ガラスの靴は、返品不可!? 【前編】

「はいはい、それで、どうなったんだよ?」
坂田が促すと。

「それが!」
怒り心頭で、ラムちゃんはもう一度こぶしを振るう。

「親切心で、『誰に会いたいの』って聞いてあげたんですよ。繰り返しますけど、親切心で!! なのにそいつ、イキナリ走り出して、すれ違いざまにぶつかってあたしが転んで、箱の中身ぶちまけたのに、そのまま逃げていったんですよ!! 信じられなくないですかっ!?」


「いきなり声かけられて、びっくりしたんじゃないか?」

のんびりと丸山主任が言えば、「まぁそうでしょうね」と坂田もすでに興味を失ったようにパソコンへ向かう。

「ひっどぉい。

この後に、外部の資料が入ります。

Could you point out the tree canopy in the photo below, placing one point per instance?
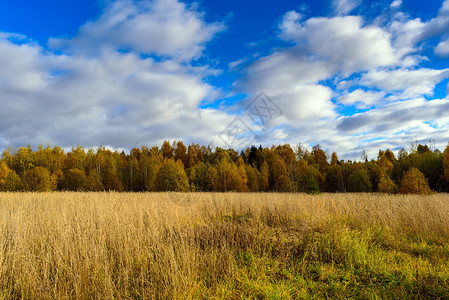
(177, 167)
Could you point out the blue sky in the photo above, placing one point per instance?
(351, 75)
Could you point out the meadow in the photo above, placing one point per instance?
(223, 246)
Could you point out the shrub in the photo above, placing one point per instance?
(359, 181)
(414, 182)
(386, 185)
(13, 183)
(75, 180)
(172, 177)
(37, 180)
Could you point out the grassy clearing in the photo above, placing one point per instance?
(226, 246)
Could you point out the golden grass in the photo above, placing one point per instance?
(225, 246)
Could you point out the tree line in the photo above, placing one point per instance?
(175, 167)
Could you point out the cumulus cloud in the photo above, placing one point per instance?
(362, 99)
(442, 49)
(373, 66)
(344, 7)
(396, 4)
(161, 27)
(96, 93)
(343, 42)
(410, 83)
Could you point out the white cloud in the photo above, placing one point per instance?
(442, 49)
(373, 65)
(409, 83)
(396, 4)
(343, 42)
(362, 99)
(344, 7)
(94, 94)
(161, 27)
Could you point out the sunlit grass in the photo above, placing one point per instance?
(225, 246)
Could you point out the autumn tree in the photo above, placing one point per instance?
(414, 182)
(386, 185)
(74, 180)
(359, 181)
(211, 179)
(150, 162)
(280, 181)
(23, 160)
(167, 149)
(334, 180)
(4, 171)
(172, 177)
(446, 163)
(180, 152)
(264, 177)
(37, 180)
(93, 182)
(252, 175)
(13, 182)
(230, 176)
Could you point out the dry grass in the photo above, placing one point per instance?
(276, 246)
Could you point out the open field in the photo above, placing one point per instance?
(225, 246)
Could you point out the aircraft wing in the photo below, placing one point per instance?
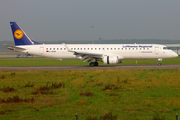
(86, 56)
(14, 47)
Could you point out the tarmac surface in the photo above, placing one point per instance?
(104, 67)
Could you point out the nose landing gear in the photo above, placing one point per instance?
(159, 62)
(92, 64)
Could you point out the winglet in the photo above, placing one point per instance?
(69, 50)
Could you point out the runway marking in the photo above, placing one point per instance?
(33, 68)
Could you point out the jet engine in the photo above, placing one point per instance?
(111, 60)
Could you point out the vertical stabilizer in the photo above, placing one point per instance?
(20, 37)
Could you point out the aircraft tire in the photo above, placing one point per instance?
(91, 64)
(96, 64)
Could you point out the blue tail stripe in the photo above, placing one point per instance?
(20, 37)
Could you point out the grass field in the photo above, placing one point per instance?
(93, 95)
(53, 62)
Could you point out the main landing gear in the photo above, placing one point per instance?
(92, 64)
(159, 62)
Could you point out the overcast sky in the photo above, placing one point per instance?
(52, 20)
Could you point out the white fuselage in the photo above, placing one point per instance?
(125, 51)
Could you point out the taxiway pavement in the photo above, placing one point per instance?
(32, 68)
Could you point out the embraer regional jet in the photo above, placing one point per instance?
(106, 53)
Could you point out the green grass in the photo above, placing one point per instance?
(54, 62)
(127, 94)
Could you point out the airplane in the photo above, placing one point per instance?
(92, 53)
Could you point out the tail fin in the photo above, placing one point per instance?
(20, 37)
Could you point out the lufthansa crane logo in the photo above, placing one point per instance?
(18, 34)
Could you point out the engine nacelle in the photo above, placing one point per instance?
(111, 60)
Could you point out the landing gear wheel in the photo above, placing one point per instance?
(91, 64)
(159, 64)
(96, 64)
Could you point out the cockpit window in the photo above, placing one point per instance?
(164, 48)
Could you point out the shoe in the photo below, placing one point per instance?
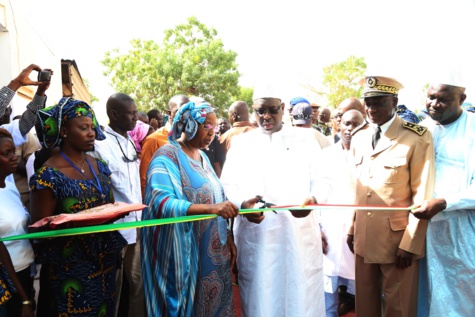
(346, 302)
(345, 308)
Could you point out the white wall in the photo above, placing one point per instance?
(22, 46)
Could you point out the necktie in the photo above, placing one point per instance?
(376, 136)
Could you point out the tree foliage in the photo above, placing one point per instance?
(245, 94)
(191, 60)
(340, 80)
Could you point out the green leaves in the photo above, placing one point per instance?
(341, 79)
(191, 60)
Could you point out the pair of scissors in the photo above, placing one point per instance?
(265, 204)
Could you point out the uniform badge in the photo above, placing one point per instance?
(415, 127)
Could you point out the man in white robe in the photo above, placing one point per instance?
(279, 254)
(447, 276)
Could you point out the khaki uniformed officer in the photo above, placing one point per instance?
(394, 167)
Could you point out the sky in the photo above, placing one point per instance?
(282, 43)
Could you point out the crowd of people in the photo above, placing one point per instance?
(381, 219)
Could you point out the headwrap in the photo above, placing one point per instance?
(52, 118)
(187, 120)
(139, 133)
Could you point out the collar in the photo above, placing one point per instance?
(119, 136)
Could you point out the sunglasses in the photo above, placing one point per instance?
(271, 110)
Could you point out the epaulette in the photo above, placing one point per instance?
(362, 126)
(415, 127)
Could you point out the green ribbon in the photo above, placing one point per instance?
(168, 221)
(124, 225)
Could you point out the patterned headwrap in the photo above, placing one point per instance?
(187, 120)
(52, 118)
(139, 133)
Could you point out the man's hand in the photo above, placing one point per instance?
(430, 208)
(349, 241)
(23, 79)
(304, 212)
(225, 209)
(404, 259)
(256, 217)
(324, 243)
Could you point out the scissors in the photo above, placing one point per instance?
(265, 204)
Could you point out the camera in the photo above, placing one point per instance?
(44, 75)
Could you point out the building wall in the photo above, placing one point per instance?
(20, 46)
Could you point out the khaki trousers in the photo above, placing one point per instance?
(398, 286)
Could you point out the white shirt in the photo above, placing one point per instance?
(335, 173)
(14, 219)
(125, 175)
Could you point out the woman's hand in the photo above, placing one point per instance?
(232, 251)
(256, 217)
(225, 209)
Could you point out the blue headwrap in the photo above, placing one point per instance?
(52, 118)
(187, 120)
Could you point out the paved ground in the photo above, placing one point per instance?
(237, 302)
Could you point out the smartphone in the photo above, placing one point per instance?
(44, 75)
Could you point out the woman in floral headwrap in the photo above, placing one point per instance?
(186, 266)
(78, 273)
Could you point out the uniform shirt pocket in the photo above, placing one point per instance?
(398, 223)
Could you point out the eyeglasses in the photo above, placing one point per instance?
(271, 110)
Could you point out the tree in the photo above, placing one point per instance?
(88, 86)
(340, 80)
(191, 60)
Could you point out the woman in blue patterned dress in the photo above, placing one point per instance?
(78, 273)
(186, 266)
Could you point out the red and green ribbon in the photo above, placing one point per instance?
(167, 221)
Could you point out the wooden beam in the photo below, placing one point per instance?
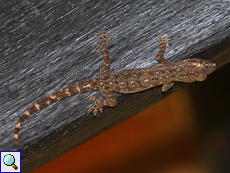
(48, 45)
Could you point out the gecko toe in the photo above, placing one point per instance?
(163, 42)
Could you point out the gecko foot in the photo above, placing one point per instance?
(163, 42)
(97, 106)
(103, 39)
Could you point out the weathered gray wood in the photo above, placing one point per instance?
(48, 45)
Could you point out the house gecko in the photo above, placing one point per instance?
(127, 81)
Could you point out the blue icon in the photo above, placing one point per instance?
(9, 160)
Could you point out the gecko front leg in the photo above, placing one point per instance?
(110, 99)
(100, 103)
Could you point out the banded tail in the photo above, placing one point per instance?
(63, 93)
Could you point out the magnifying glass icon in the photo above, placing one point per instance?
(9, 160)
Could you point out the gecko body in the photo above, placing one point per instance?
(127, 81)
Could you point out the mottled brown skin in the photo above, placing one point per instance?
(127, 81)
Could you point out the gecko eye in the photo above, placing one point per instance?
(199, 66)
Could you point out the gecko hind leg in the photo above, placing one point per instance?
(110, 101)
(163, 43)
(103, 39)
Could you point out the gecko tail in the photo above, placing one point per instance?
(66, 92)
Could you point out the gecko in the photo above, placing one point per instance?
(127, 81)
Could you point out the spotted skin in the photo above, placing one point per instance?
(127, 81)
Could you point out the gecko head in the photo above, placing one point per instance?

あたしが悪いんですかぁ?」

ラムちゃんだけがむっと口をとがらせて――こっちを見た。


「飛鳥さん? やだ、どうしたんですか? 顔、真っ青ですよ!?」


「……え?」

「おい真杉、ほんとだぞ。お前、ちょっと座れ! 貧血か?」

坂田も丸山主任も、お化けでも見るみたいに、私を凝視してる。
やだな。何言ってんの。
全然平気なのに。眩暈も何もないよ?

「大げさだなぁ。ちょっと、疲れがたまってるだけだから。じゃああの、外回り、行ってきます」

「真杉っ!」
「飛鳥さんっ!」

叫び声を後ろに聞きながら、足早にフロアを抜け――……エレベーターに飛び込んだ。